The study, which gives a detailed picture of the effects a transition to fossil-free societies entails, is published in the scientific journal Energy Research & Social Science . It also shows that the groups that risk losing the most also account for the largest part of greenhouse gas emissions. Therefore, climate policy instruments that take more into account specific conditions of different groups can have more positive outcomes.

“By identifying consumer groups at risk of losing from the fossil-free transition, this study emphasises the need for a targeted and well-planned emissions reduction policy and a transitional assistance policy to support a fair and just low-carbon transition for all. Focus must be on how to support those who will have a harder time to cope with the necessary transition.”

— SEI Research Fellow Claudia Strambo

The study underlines that a higher risk for adverse effects does not imply that these groups should avoid emissions reductions, as the alternative scenario is increasingly more severe.  Damaging impacts of climate change will greatly affect the world’s most vulnerable, including within developed countries.

“About 40% of the Swedish population appears to be at greater risk from the adverse wealth and access effects related to a low-carbon transition, because of their heavier car dependence and a limited ability to cope with the expected price effects on carbon-intensive goods. ”

— SEI Research Fellow Maria Xylia

The transition of carbon footprints compatible with at most 1.5°C warming – less than 1 metric ton CO2eq per person by 2050 – will undoubtedly require significant behaviour changes for all societal groups: changes that affect people’s consumption habits, and which impacts are likely to be experienced unevenly by consumers. Failing to account for these differences puts at risk the prospects of a just transition. This is even more important now as both energy and food prices increase, putting more pressure on households but at the same time giving the opportunity for behavioural changes.

“The study also finds that collectively, Swedes at a relatively higher risk of poverty and social exclusion are responsible for approximately 41% of consumption-based emissions,” says SEI Research Fellow Maria Xylia. “This group are the ones with the highest emissions per capita from car use, possibly due to lack of alternatives, such as access to public transportation, as well as their more rural geographic location.”

This study has identified numerous policy measures that are either existing or possible to adopt in a low-carbon transition. The assessment of carbon footprint variations across various socioeconomic groups helps identify specific footprint components where most targeted policy measures are needed.

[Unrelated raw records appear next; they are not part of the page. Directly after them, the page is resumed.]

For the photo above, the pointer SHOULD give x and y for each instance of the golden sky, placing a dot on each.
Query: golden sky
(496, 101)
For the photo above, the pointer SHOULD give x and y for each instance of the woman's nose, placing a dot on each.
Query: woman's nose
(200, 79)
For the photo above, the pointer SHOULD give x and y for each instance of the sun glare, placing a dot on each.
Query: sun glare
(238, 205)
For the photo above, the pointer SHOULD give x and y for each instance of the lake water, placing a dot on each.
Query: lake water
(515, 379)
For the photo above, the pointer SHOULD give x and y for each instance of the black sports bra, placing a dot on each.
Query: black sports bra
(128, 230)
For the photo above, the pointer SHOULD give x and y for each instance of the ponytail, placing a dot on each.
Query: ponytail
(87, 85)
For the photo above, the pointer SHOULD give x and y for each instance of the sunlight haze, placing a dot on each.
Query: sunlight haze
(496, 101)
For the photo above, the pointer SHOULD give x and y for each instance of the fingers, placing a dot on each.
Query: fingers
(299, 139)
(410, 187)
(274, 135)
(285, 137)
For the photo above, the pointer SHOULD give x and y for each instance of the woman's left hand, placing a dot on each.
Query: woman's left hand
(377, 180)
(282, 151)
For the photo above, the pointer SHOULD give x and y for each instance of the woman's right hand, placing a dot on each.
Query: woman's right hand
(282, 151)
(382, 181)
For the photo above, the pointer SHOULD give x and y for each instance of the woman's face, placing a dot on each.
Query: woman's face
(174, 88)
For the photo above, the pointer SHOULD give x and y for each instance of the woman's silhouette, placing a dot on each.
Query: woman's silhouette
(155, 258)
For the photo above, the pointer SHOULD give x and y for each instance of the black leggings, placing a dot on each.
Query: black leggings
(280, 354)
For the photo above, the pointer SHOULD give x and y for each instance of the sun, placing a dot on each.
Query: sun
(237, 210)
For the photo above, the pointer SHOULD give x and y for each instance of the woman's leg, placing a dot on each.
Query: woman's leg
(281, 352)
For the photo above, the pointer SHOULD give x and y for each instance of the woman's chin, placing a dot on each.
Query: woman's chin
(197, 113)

The footprint variations among different social groups suggest:

  • Food policies at the overarching national level and across all social groups would be more effective in addressing food consumption emissions. This is because food emissions are relatively homogeneous across Sweden’s society.
  • For car travel, more targeted low-carbon and transitional assistance policies at the municipality level may be necessary. This is because this emission category is more linked to sociodemographic status and geographic location.

“The responsibility for reducing those footprints should not rest solely on the consumers,” says SEI Research Fellow Elena Dawkins. “Instead, policymakers should take account of the material, economic, social, and cultural factors that influence consumption and work to ensure that they are aligned to support low-carbon consumption.”

About the study

This study investigates the demand-side aspects of a just and inclusive low-carbon transition. With a focus on the transport and food sectors in Sweden, it combines footprint, sociodemographic and geographic analysis with the assessment of low-carbon transition policies’ distributional impacts from a wealth, access, and health perspective.